Das Schicksal der preußischen Reithalle auf dem Heilig-Geist- Plateau ist besiegelt. Der Denkmalschutz wird einmal mehr anderen politischen Fragen untergeordnet.
„Dans le souci de garder une trace du manège, il a été décidé de procéder à une photogrammétrie et à une digitalisation par ordinateur en 3D du manège, technique moderne qui permettra de le conserver, de façon virtuelle, mais dans tous les détails“, so Kulturministerin Erna Hennicot-Schoepges in ihrer Antwort auf eine parlamentarische Anfrage bezüglich des Schicksals der preußischen Reithalle auf dem Heilig-Geist-Plateau.
Seit Mitte dieser Woche laufen die Vorbereitungen zum definitiven Abriss der 1828 erbauten Halle. Der verantwortlichen Ministerin – die auch das Amt der Ministerin für öffentliche Bauten bekleidet – kommt dabei ein Passus aus einem Unesco-Experten-Bericht zu Hilfe, der sich zwar insgesamt für den Erhalt des Plateaus stark macht, die Reithalle aber eher als Kuriosität denn als „chef d’oeuvre de l’architecture“ bezeichnet.
Nach den Kühltürmen auf Terres-Rouges wird Luxemburg also binnen weniger Wochen zum zweiten Mal auf recht brachiale Art und Weise wichtiger Kulturdenkmäler beraubt. Für überzeugte DenkmalschützerInnen spielt das Kriterium der architektonischen Qualität dabei nur eine untergeordnete Rolle. Was wichtig ist, ist der Erhalt noch vorhandener Ensembles, die eine bestimmte Epoche dokumentieren. Arbeiterhäuser, Industrieanlagen und militärisch genutzte Gebäude wie die Reithalle auf dem Heilig-Geist-Plateau sind zunächst einmal Zweckbauten, die nicht unbedingt schön anzusehen sind.
Aber die KritikerInnen des Vorhabens, eine Cité judiciare auf dem Heilig-Geist-Plateau zu errichten, haben nicht jahrelang um den Erhalt einzelner Gebäude gekämpft, nur weil diese ein gewisses Alter aufweisen. Sie haben auch überzeugend belegt, dass auf dem Plateau sinnvollere und, vor allem vom denkmalpflegerischen Standpunkt aus gesehen, schonendere Projekte hätten verwirklicht werden können.
Spät – viel zu spät – haben auch die politisch Verantwortlichen der Stadt erkannt, dass es Alternativen zur Cité judiciaire gibt, die der Stadt durchaus mehr Lebensqualität hätten bringen können.

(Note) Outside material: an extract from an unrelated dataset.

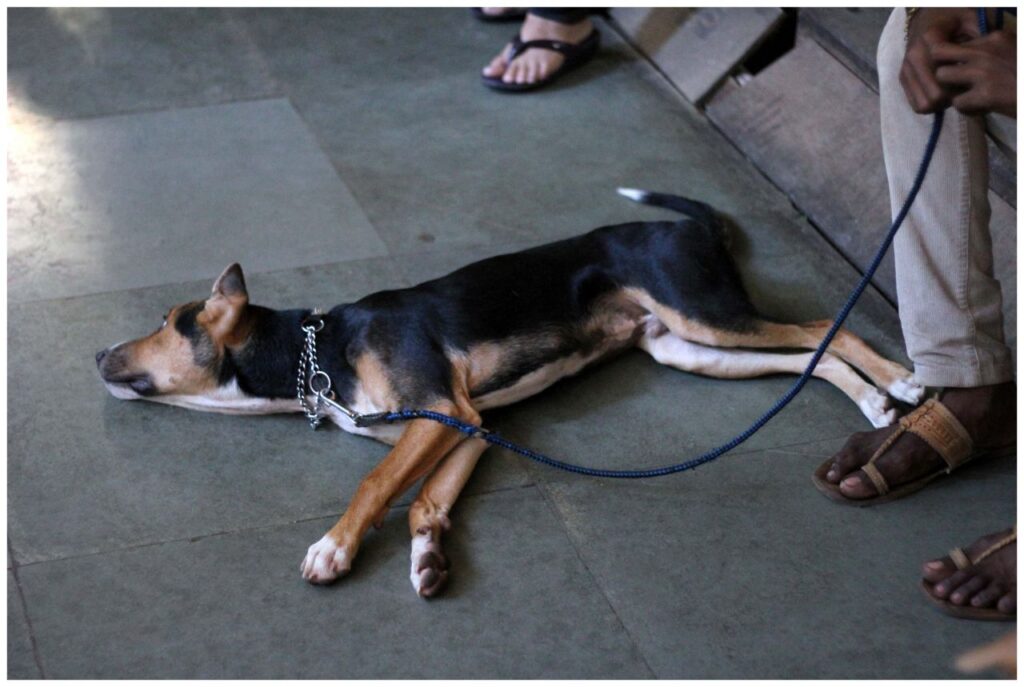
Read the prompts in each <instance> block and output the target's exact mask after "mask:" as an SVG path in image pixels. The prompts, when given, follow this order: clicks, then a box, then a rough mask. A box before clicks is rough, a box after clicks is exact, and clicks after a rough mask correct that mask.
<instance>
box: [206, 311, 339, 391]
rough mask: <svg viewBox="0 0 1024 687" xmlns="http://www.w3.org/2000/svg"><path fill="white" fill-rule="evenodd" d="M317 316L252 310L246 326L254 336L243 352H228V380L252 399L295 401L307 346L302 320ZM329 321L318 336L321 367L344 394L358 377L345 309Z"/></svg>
mask: <svg viewBox="0 0 1024 687" xmlns="http://www.w3.org/2000/svg"><path fill="white" fill-rule="evenodd" d="M311 312H312V310H307V309H298V310H273V309H270V308H265V307H261V306H258V305H250V306H248V308H247V312H246V325H247V326H248V327H250V328H251V330H250V331H251V333H250V335H249V337H247V339H246V342H245V343H244V344H243V345H242V346H240V347H239V348H238V349H233V350H232V349H228V351H227V355H226V356H225V359H224V362H223V368H222V371H221V378H222V380H223V381H225V382H226V381H229V380H230V379H231V378H233V379H236V380H238V384H239V387H240V388H241V389H242V390H243V391H244V392H245V393H246V394H248V395H251V396H257V397H260V398H288V397H294V396H295V394H296V378H297V374H298V369H299V357H300V355H301V354H302V349H303V346H304V345H305V336H304V334H303V333H302V320H303V319H304V318H305V317H307V316H308V315H310V314H311ZM323 317H324V329H323V330H322V331H321V332H319V333H317V335H316V339H317V341H316V343H317V346H316V356H317V361H318V363H319V366H321V368H323V369H324V371H325V372H327V373H328V375H330V376H331V378H332V380H333V381H334V388H335V389H336V390H337V391H338V392H339V394H343V393H344V391H345V390H346V387H347V386H348V382H349V380H350V379H351V377H352V372H351V369H350V367H349V364H348V362H347V360H346V359H345V348H346V346H347V345H348V340H349V328H348V327H347V325H346V321H345V306H343V305H340V306H337V307H335V308H332V309H331V311H330V312H327V313H325V314H324V315H323Z"/></svg>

Aber die Entscheidung, Neues auf dem Plateau zu errichten, war längst getroffen und das Versprechen an die Richterschaft gegeben, endlich in „gediegenem Ambiente“ schalten und walten zu können, noch bevor eine Bewertung des angedachten Standortes nach denkmalpflegerischen Kriterien überhaupt erfolgt war. Diejenigen, die sich diesem „fait accompli“ nicht hingeben wollten, wurden – wie so oft – als ewig gestrige Fortschrittsfeinde oder gar Militaristen beschimpft. Ihre Kritik an der Sache wurde mit ideologischer Borniertheit gleich gesetzt. Erst als internationale Stimmen laut wurden, das Unesco-Denkmal Luxemburg nicht unnötig zu gefährden, wurde Schlimmeres verhindert. Es fanden Ausgrabungen statt, es wurde das Konzept einer „archäologischen Krypta“ ausgearbeitet um Jahrhunderte alte und fast vergessene Gemäuer zu erhalten. Die eigentliche Entscheidung, hier einen – auch vom architektonischen Standpunkt her umstrittenen – Verwaltungskomplex hinzustellen, wurde nie in Frage gestellt.

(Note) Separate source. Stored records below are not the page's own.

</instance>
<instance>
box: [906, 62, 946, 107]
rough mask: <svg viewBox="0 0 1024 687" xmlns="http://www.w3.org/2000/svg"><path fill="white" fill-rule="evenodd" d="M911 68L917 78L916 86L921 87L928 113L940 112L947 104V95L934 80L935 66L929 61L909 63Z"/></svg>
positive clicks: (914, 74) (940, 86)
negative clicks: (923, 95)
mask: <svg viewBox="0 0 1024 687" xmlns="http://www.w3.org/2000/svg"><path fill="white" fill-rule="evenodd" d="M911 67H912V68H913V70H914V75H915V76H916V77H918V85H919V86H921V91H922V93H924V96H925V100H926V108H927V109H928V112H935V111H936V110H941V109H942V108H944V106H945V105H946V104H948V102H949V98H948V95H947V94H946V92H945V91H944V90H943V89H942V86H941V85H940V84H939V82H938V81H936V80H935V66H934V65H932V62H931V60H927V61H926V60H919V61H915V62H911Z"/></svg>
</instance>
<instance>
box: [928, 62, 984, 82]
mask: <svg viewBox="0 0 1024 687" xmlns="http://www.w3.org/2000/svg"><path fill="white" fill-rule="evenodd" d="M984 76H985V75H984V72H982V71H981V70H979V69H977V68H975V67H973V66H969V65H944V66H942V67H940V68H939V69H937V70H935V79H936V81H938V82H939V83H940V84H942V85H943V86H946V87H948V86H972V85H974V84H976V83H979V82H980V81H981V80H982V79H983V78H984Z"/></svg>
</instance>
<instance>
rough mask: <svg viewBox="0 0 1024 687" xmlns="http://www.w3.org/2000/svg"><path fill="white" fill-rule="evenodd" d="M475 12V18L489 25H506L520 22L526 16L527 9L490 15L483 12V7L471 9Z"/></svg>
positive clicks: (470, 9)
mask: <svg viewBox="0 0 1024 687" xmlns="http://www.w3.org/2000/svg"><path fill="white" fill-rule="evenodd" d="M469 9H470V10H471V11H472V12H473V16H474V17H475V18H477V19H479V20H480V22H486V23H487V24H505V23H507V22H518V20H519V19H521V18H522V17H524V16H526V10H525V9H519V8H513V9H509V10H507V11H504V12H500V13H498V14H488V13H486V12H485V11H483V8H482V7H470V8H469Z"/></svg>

Nachdem in den Siebziger- und Achtzigerjahren die Abrissbirne besonders in Luxemburg-Stadt vieles zunichte gemacht hatte, schien es für ein knappes Jahrzehnt, als hätte auch in politischen Kreisen ein Umdenken stattgefunden. Das Denkmalamt wurde ausgebaut und könnte im ländlichen Raum auch einige Erfolge aufweisen. Allerdings war die relative Ruhe, die im Stadtzentrum eingetreten war, trügerisch: Inzwischen fallen wieder mehr alte Gebäude der Bauwut zum Opfer. Der ökonomische Druck ist so stark, dass im privaten Bereich nur strengere Bautenreglements Einhalt gebieten können. Dass aber der Staat als Bauherr ohne Not schützenswerte Ensembles wie das Heilig-Geist-Plateau dem erstbesten Vorhaben opfert, macht deutlich, welchen Stellenwert die Denkmalpflege politisch gesehen in Luxemburg tatsächlich hat.